Les temps sont durs pour Stellantis. Le groupe franco-italien fondé en 2021 et issu de la fusion de PSA et FCA a affiché des résultats particulièrement déçevants pour 2025. A tel point qu’il vient d’annoncer un plan de restructuration massif, qui devrait entraîner plus de 22 milliards d’euros de charges exceptionnelles.
Parmi les décisions prises, la revente de sa participation au sein de la co-entreprise NextStar créée en 2022 avec LG Energy Solution. Et on peut dire que le groupe, dirigé par Antonio Filosa depuis le départ de Carlos Tavares n’a pas cherché à sauver les meubles.
Le média The Detroit News indique que Stellantis a revendu ses parts (49 % de participation) à son partenaire coréen pour seulement… 100 dollars. Une somme totalement dérisoire, qui montre à quel point le groupe européen veut tourner la page.

Et ce alors que ce dernier a enregistré des pertes de 26,5 milliards de dollars liées à ses véhicules électriques. Au départ, les deux partenaires avaient pour ambition d’implanter dès 2022 une usine de fabrication de batteries située à Windsor, au Canada. L’objectif : employer pas moins de 2 500 personnes, et atteindre une capacité de production annuelle de 45 GWh. Un projet très ambitieux sur le papier, qui ne verra donc jamais le jour. Et ce même si les lignes d’assemblage ont démarré dès l’automne 2024.
Un projet avorté
En novembre 2025, la fabrication de cellules lithium-ion en grande série avait également commencé. Mais face à la chute de la demande pour les autos électriques, Stellantis a finalement décidé de changer de stratégie.

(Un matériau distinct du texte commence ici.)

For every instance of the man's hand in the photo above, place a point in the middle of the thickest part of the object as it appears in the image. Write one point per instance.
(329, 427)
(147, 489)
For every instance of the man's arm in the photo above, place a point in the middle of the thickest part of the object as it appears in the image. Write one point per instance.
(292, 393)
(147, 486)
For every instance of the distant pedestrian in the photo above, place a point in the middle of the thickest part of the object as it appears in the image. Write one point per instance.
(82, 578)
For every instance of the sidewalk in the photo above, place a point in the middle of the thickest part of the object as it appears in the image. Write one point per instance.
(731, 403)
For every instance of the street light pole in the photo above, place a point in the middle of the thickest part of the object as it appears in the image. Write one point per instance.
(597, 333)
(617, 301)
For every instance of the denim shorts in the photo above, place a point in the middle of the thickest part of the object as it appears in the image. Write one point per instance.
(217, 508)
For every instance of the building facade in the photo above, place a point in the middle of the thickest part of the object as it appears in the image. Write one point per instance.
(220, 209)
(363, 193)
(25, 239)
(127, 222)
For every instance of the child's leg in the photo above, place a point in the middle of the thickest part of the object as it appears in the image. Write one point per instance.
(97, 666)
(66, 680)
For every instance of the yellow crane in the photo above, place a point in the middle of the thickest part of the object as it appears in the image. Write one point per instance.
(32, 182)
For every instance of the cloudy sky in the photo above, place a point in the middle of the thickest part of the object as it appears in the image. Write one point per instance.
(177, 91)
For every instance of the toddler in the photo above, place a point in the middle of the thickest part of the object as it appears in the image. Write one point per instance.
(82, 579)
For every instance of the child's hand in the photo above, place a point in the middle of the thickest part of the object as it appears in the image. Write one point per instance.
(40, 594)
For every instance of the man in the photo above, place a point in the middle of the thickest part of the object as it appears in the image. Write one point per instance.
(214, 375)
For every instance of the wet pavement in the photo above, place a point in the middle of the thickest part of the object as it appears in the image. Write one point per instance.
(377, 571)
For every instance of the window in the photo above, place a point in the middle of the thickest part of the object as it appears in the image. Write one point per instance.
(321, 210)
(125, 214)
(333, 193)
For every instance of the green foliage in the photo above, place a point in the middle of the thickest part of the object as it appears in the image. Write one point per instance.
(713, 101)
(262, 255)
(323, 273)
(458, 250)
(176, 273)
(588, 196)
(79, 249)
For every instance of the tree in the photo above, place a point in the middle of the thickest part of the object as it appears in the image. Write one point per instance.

Et ce même si plus de 3,7 milliars de dollars ont déjà été investis dans cette nouvelle usine. Le groupe évoque dans son communiqué une décision « stratégique » ainsi qu’un « accord mutuel » entre les deux entreprises. Il indique également qu’il « continuera de s’approvisionner en batteries auprès de NextStar Energy ».
Antonio Filosa indique que ce changement va permettre à son ancien partenaire « d’exploiter pleinement la capacité de l’usine de Windsor » et de renforcer « sa viabilité à long terme tout en sécurisant l’approvisionnement en batteries pour nos véhicules électriques ». Cette décision va aussi lui permettre de soutenir son « plan de développement mondial de l’électrification ». La firme ne dit donc pas adieu aux voitures électriques, mais réduit fortement la voilure.

Car désormais, elle mise sur la « liberté de choix », après avoir mis l’accent pendant des années sur cette motorisation. Pour preuve, elle veut aussi se séparer de sa participation dans la co-entreprise fondée dès 2021 avec Samsung SDI. Cette dernière avait donné naissance à une gigafactory de batteries situées à Kokomo, dans l’Indiana. En parallèle, Stellantis fait face à de nombreuses difficultés avec ses accumulateurs produits en France, via sa co-entreprise ACC créée avec TotalEnergies et Mercedes.